Vers davantage de décentralisation dans l’administration fédérale

Par 8 voix contre 1 et 3 abstentions, la commission propose d’accepter la motion déposée par l’actuel président du Conseil national, Martin Candinas et acceptée par le Conseil national (20.4727), chargeant le Conseil fédéral de présenter une stratégie visant une répartition plus large et plus proportionnelle des emplois de l'administration fédérale entre les cantons, dans le but de favoriser l’emploi dans les régions rurales. La commission considère qu’il y a lieu de prendre des mesures afin de contrer la tendance naturelle de l’administration fédérale de se concentrer autour de la ville de Berne. Au minimum, les possibilités offertes par les instruments actuels, notamment en matière de digitalisation et de flexibilisation du travail, doivent être exploitées dans toute la mesure du possible afin de favoriser l’occupation de postes de l’administration fédérale par des personnes domiciliées dans des régions périphériques.

Libre accès aux images de la Confédération

Par 8 voix contre 4, la commission propose de rejeter la motion déposée par le conseiller national Gerhard Andrey et acceptée par le Conseil national (21.4195), chargeant le Conseil fédéral de rendre les images de la Confédération plus facilement accessibles à la collectivité.
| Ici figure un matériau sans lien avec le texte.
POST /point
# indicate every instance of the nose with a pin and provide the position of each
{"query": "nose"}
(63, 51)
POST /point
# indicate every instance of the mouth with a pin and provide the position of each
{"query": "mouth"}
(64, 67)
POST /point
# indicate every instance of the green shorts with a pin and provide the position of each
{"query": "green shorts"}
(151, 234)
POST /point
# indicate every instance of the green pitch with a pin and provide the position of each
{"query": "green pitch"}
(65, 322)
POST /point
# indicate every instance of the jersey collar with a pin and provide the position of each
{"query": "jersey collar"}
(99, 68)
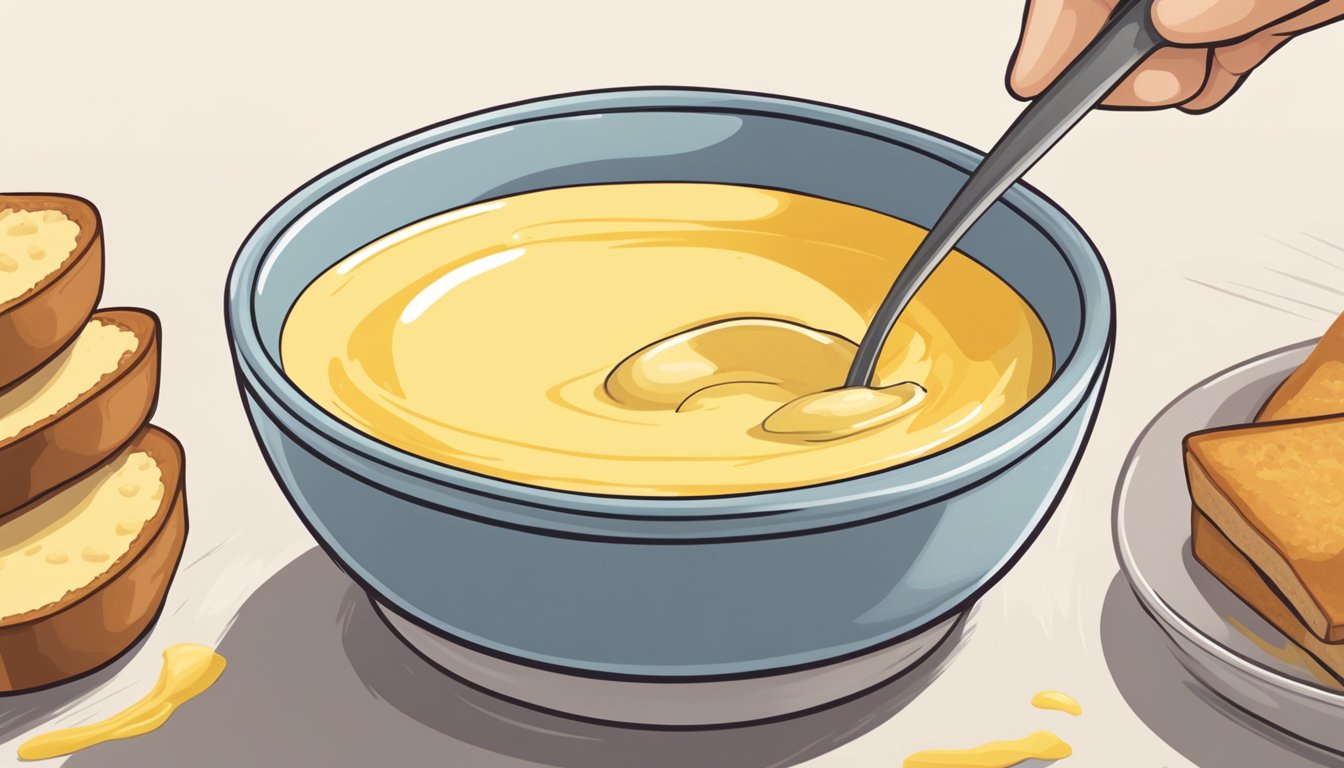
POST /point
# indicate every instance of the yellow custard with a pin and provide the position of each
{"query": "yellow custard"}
(1039, 745)
(659, 339)
(1057, 701)
(188, 670)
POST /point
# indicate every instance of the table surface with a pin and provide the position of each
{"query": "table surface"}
(186, 125)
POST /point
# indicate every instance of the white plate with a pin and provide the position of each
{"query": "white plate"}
(1214, 635)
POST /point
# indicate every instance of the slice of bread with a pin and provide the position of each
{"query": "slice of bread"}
(46, 295)
(1316, 388)
(1277, 492)
(84, 572)
(79, 406)
(1222, 558)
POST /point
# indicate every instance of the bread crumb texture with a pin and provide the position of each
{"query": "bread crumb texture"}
(96, 353)
(32, 245)
(75, 535)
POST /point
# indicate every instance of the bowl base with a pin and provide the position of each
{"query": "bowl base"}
(671, 705)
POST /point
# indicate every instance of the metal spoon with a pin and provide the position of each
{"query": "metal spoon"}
(1128, 38)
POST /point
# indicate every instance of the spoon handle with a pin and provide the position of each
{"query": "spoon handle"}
(1128, 38)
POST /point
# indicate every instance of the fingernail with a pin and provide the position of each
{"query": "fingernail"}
(1156, 86)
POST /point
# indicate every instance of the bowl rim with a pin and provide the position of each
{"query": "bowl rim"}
(906, 486)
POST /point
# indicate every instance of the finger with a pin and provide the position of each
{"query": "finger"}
(1165, 78)
(1241, 58)
(1202, 22)
(1311, 19)
(1221, 84)
(1053, 34)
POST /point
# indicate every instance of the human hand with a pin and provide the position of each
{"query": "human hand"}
(1215, 45)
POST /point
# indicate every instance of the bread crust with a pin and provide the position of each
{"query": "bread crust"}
(1215, 552)
(40, 322)
(79, 436)
(1308, 587)
(94, 624)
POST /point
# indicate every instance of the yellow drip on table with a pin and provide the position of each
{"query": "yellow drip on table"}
(1058, 701)
(659, 339)
(188, 670)
(1039, 745)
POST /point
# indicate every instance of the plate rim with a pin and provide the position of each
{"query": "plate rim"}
(1151, 600)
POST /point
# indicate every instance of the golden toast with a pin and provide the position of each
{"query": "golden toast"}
(45, 296)
(1277, 492)
(43, 443)
(96, 560)
(1315, 389)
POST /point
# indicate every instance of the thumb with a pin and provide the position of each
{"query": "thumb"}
(1053, 34)
(1204, 22)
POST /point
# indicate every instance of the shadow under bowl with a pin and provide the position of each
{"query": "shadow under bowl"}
(657, 589)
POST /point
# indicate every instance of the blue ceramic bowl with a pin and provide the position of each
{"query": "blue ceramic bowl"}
(656, 588)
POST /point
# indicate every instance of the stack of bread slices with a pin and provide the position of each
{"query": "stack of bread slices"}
(92, 506)
(1269, 505)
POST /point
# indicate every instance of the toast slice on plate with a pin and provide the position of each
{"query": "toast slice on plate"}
(1277, 492)
(50, 277)
(79, 406)
(1222, 558)
(84, 572)
(1316, 388)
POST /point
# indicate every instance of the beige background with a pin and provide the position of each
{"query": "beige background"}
(186, 123)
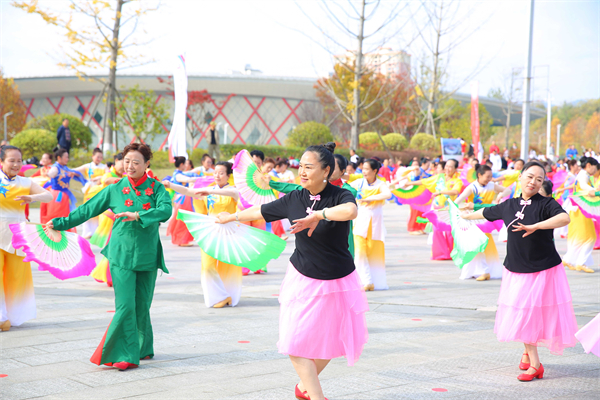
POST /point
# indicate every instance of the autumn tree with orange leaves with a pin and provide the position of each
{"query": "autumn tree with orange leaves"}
(99, 36)
(10, 101)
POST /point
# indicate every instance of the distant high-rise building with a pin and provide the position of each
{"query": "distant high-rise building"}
(384, 61)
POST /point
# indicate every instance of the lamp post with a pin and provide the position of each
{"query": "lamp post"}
(5, 127)
(527, 99)
(558, 141)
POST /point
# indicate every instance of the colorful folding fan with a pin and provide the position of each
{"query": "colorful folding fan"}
(248, 180)
(413, 195)
(469, 240)
(233, 243)
(589, 205)
(442, 221)
(64, 254)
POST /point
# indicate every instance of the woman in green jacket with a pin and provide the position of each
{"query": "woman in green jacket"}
(134, 252)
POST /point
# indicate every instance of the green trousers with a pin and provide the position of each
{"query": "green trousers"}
(129, 335)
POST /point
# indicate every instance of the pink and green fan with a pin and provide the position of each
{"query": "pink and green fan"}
(469, 240)
(64, 254)
(442, 221)
(233, 243)
(248, 179)
(589, 205)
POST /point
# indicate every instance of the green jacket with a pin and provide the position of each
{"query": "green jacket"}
(133, 245)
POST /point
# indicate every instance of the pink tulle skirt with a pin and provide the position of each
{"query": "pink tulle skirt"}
(536, 309)
(589, 336)
(322, 319)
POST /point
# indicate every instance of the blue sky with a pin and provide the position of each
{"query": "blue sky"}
(218, 36)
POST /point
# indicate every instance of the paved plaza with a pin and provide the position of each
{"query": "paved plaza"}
(430, 336)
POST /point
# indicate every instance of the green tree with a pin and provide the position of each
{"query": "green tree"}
(139, 112)
(308, 134)
(34, 142)
(424, 141)
(81, 135)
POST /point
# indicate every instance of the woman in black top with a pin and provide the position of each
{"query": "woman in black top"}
(534, 306)
(322, 301)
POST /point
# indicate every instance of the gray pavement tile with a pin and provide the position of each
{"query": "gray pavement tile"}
(40, 388)
(198, 355)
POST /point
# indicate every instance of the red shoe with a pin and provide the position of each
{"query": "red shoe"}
(539, 373)
(302, 396)
(524, 366)
(123, 365)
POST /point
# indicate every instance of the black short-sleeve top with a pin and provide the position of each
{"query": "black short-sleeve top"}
(533, 253)
(325, 254)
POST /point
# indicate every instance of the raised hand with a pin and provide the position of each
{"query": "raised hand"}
(309, 222)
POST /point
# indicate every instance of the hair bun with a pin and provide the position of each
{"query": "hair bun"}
(330, 146)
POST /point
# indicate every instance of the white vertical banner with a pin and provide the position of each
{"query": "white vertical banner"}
(177, 136)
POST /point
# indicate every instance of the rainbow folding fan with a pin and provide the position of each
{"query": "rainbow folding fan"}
(469, 240)
(253, 189)
(64, 254)
(233, 243)
(413, 195)
(589, 205)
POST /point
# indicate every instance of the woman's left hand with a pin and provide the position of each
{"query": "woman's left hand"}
(529, 229)
(127, 215)
(309, 222)
(25, 199)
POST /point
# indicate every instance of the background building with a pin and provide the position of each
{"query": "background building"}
(249, 108)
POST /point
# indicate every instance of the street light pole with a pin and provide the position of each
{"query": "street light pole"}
(548, 127)
(527, 99)
(5, 126)
(558, 141)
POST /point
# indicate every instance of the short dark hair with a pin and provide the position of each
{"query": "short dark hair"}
(281, 161)
(178, 161)
(588, 160)
(548, 185)
(258, 154)
(142, 148)
(4, 149)
(228, 166)
(374, 164)
(341, 161)
(533, 164)
(455, 162)
(60, 153)
(325, 155)
(482, 169)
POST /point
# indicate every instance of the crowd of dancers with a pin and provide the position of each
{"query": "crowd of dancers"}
(335, 208)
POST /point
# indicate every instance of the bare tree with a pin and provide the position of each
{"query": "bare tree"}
(508, 95)
(442, 32)
(372, 26)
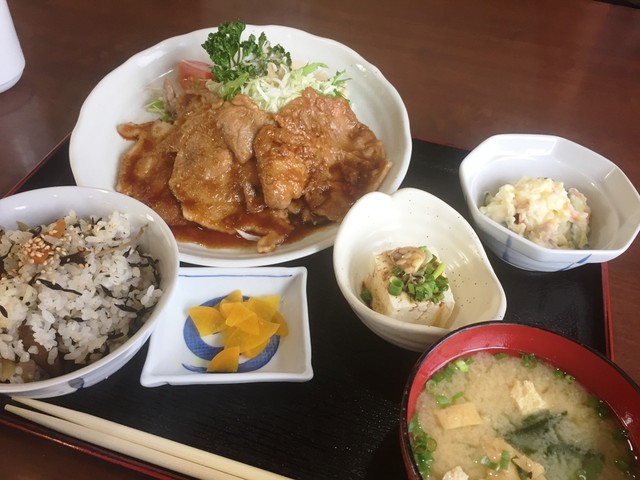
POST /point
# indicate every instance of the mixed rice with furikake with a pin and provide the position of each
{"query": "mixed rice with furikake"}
(70, 293)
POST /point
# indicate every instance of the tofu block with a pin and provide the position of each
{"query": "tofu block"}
(456, 474)
(403, 307)
(527, 397)
(494, 447)
(459, 415)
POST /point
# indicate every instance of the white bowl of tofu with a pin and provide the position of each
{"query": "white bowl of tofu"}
(381, 226)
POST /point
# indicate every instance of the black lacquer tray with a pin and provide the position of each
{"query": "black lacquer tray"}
(344, 422)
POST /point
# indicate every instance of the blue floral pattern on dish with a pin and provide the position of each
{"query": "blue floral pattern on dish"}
(201, 349)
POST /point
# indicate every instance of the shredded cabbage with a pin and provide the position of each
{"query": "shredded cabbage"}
(282, 84)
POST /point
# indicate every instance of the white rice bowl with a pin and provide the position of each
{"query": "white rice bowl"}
(92, 310)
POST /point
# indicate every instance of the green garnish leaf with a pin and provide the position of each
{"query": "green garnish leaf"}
(235, 61)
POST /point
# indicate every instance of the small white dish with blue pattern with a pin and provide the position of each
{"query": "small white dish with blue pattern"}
(178, 355)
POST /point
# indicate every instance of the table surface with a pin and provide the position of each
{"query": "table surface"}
(466, 71)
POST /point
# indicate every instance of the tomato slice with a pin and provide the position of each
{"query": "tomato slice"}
(193, 72)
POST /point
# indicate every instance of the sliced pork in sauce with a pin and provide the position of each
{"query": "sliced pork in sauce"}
(319, 151)
(228, 166)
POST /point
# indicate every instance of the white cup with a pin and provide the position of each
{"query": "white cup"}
(11, 57)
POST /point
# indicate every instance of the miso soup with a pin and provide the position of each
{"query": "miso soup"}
(497, 416)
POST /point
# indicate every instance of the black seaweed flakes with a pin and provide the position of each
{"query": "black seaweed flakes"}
(56, 287)
(78, 258)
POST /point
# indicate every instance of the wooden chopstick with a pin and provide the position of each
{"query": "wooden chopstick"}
(135, 443)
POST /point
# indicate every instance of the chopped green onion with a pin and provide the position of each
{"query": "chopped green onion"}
(366, 296)
(422, 445)
(462, 365)
(599, 406)
(439, 270)
(622, 465)
(395, 286)
(486, 461)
Si la commission n’est pas fondamentalement opposée à l’objectif poursuivi par la motion, elle considère que celle-ci est superflue, puisque le projet de loi sur l’utilisation des moyens électroniques pour l’exécution des tâches des autorités (LMETA, 22.022), actuellement en phase d’élimination des divergences au Parlement, prévoit de toute façon l’obligation pour les unités administratives de publier les données qu’elles collectent ou produisent. De plus, la mise en œuvre de cette motion représenterait une charge non négligeable pour l’administration en termes de personnel et de coûts. Or, en période de rigueur budgétaire, il convient d’éviter toute nouvelle charge non indispensable.

La commission a siégé le 21 février 2023 à Berne, sous la présidence du conseiller aux États Mathias Zopfi (GL/G).